Officially known as the Coliseum in WMPO lingo – and “Thunderdome” in more casual parlance – Scottsdale’s 16th remains the only fully-enclosed hole on the PGA Tour and the trendsetter others look to emulate.

Corporate skyboxes first showed up alongside No.16 in 1992, and it was just five years later that Tiger Woods’ famous ace cemented the hole’s reputation as the rowdiest in golf. Nonetheless, it wasn’t until 2009 that No.16 was completely surrounded by grandstands.

Depending on tee and pin placement. No.16 plays anywhere from 115 to 180 yards. Bunkers guard three of the green’s four corners, plus one alongside the green’s left middle. It’s a fairly stock short iron or wedge – except for the 16,000 folks looking down ready to cheer or jeer.

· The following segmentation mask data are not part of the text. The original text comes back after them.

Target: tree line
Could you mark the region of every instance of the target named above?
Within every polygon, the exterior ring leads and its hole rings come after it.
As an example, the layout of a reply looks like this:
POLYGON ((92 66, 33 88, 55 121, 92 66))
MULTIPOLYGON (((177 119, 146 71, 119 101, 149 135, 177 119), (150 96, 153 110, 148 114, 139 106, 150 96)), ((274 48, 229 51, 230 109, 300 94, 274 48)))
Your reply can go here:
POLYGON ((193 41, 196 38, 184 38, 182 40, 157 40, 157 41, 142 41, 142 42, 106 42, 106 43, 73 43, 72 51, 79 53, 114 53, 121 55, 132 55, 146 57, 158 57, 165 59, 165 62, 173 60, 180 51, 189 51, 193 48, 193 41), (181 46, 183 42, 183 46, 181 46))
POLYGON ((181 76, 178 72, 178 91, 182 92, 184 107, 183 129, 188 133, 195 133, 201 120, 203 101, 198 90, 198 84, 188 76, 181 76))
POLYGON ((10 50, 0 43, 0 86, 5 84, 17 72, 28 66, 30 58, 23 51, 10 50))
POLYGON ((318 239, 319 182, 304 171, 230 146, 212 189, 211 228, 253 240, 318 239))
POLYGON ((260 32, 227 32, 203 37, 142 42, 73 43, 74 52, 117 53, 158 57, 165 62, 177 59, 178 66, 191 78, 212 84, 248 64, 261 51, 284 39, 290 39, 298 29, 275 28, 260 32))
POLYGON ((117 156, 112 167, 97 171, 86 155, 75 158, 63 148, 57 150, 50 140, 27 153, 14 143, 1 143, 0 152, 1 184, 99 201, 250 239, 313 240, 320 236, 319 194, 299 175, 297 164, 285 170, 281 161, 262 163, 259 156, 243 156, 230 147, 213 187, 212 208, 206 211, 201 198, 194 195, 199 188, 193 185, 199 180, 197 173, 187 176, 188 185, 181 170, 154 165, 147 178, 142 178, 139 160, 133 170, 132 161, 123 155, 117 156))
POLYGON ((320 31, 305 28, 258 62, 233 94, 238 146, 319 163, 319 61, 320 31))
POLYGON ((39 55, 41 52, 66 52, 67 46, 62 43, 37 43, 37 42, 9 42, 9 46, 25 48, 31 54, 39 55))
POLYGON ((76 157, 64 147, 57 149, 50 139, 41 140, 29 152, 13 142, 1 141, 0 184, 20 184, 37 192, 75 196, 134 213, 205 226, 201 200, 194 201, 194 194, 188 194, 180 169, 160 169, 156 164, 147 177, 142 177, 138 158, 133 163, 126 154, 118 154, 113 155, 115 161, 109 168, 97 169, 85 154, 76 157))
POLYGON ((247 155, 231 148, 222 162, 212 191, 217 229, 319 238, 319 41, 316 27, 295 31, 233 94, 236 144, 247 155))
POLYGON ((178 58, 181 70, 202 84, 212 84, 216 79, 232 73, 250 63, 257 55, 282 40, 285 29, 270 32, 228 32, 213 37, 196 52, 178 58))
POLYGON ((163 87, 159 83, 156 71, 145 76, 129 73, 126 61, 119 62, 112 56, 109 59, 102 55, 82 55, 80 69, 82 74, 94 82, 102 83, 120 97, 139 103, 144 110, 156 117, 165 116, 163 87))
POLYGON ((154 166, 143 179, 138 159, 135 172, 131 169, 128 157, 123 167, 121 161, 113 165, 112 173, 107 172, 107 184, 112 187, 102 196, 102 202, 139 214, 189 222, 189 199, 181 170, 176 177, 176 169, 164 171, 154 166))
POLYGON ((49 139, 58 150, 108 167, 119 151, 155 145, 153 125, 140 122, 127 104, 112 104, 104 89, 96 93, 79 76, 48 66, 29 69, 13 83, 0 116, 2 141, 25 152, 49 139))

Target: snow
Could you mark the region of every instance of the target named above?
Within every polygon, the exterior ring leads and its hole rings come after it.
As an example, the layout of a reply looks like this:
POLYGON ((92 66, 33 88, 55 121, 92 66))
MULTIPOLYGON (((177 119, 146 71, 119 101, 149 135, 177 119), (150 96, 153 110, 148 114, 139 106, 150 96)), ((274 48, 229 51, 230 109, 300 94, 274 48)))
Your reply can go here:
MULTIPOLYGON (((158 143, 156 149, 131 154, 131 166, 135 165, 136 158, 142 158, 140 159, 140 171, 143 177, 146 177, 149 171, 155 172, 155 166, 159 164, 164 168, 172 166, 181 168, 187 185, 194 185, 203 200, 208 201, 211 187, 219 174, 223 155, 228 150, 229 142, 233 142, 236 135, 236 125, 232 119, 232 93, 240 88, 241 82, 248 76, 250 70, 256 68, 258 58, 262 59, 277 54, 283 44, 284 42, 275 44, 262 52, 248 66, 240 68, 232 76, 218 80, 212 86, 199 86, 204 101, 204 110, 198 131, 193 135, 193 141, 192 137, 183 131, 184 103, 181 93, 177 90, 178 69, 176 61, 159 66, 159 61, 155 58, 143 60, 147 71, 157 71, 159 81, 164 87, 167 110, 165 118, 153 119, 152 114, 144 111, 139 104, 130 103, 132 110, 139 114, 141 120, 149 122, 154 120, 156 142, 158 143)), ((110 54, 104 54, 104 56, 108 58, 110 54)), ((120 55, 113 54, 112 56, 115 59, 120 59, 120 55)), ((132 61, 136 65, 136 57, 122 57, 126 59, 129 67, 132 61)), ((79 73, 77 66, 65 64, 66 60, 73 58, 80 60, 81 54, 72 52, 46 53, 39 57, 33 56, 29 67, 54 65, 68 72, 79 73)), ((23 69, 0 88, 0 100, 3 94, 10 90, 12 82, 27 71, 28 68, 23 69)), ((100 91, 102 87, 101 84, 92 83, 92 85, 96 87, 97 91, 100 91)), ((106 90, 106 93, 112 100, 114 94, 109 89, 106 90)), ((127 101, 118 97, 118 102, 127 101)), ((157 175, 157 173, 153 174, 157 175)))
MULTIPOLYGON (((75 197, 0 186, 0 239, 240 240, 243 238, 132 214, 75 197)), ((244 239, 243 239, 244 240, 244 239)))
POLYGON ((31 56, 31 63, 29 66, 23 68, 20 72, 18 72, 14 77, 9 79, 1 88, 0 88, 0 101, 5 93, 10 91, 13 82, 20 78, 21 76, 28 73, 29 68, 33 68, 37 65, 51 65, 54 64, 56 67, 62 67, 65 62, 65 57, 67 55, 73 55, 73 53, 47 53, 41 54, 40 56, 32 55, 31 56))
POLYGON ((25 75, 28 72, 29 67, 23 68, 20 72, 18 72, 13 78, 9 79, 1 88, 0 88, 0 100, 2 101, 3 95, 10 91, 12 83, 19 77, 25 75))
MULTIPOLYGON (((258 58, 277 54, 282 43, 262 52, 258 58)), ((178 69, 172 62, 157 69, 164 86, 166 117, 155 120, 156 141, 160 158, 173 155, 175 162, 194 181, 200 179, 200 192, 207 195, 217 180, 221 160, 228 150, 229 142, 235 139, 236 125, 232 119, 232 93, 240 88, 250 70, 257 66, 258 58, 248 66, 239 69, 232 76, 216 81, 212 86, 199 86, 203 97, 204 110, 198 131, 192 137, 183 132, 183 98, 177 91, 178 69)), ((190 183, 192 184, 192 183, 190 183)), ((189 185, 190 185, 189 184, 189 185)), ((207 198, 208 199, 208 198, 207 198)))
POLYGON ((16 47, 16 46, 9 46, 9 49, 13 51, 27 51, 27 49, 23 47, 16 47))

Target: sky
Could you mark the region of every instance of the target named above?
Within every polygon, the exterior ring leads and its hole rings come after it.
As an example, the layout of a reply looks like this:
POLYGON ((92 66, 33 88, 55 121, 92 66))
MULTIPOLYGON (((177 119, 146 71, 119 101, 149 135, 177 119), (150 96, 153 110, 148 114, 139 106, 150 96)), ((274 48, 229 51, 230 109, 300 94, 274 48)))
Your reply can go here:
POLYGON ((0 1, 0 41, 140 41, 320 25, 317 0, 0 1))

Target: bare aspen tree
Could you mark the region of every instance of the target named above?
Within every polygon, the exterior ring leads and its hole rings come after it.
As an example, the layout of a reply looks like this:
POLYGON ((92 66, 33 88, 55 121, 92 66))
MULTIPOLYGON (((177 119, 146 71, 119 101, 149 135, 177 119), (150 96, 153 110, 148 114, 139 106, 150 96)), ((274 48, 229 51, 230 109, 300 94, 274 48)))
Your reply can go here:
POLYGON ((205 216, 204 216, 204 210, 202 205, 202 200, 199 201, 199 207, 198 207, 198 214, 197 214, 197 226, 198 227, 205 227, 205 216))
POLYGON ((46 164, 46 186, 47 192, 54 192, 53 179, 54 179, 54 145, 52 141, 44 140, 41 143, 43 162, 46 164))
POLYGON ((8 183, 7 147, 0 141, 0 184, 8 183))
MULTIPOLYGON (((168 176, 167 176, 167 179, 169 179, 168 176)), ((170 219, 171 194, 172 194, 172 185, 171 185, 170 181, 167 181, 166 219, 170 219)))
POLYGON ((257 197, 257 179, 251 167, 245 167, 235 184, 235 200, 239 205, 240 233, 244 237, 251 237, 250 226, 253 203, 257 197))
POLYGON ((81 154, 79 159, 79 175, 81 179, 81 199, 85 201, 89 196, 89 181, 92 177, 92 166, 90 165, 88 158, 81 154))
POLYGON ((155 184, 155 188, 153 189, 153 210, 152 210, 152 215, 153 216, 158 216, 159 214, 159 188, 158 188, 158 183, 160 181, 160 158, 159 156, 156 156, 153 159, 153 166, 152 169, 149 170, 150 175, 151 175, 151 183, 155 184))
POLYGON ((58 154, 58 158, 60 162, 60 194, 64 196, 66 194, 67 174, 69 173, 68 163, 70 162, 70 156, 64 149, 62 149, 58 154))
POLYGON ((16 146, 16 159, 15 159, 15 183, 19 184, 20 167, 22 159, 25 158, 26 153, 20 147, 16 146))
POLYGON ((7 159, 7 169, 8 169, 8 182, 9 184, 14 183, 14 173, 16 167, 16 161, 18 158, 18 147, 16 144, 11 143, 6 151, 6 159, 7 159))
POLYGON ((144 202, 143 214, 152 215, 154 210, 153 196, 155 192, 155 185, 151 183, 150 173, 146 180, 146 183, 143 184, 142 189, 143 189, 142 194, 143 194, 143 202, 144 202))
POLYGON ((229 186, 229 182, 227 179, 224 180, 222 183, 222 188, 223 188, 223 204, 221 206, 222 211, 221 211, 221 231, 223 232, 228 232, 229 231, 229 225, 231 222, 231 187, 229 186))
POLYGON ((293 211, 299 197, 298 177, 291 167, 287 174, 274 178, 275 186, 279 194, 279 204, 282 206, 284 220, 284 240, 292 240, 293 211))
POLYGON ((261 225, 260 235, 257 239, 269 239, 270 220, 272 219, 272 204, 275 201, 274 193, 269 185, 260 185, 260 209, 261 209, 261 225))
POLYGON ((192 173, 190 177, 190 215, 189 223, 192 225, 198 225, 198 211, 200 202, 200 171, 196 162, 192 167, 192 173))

2017 Phoenix Open: No aces, 60 birdies, 302 pars, 48 bogeys, 2 double bogeys, nothing higher


DID YOU KNOW?

  • In 1992, the first 11 skyboxes appeared at the 16th hole.
  • More skyboxes were added in 1993.
  • In 1994, the first grandstands appeared.
  • Historians, though, cite 1997 as the turning point for what is now called the Coliseum. A then 21-year old Tiger Woods aced the hole using a 9-iron. This set off what some say was the loudest roar ever heard on a golf course.
  • Today, about 16,000 people sit at this hole alone, where they can watch the action from tee to green.
  • There are two types of seats at the 16th hole: Skyboxes and General Admission Seats.
  • There are 278 skyboxes. These are typically sold as part of corporate sponsorship packages.
  • There are about 3,700 General Admission seats (first come, first seat).
  • By 2009, the hole was completely surrounded by grandstands, giving the hole its Coliseum look.
  • In 2013, a digital runner video board, with large LED lights, was added. The board wraps around the back of the tee box and down the sides, listing names of players on the tee, along with scores, and the occasional suggestion to “Make Some Noise.”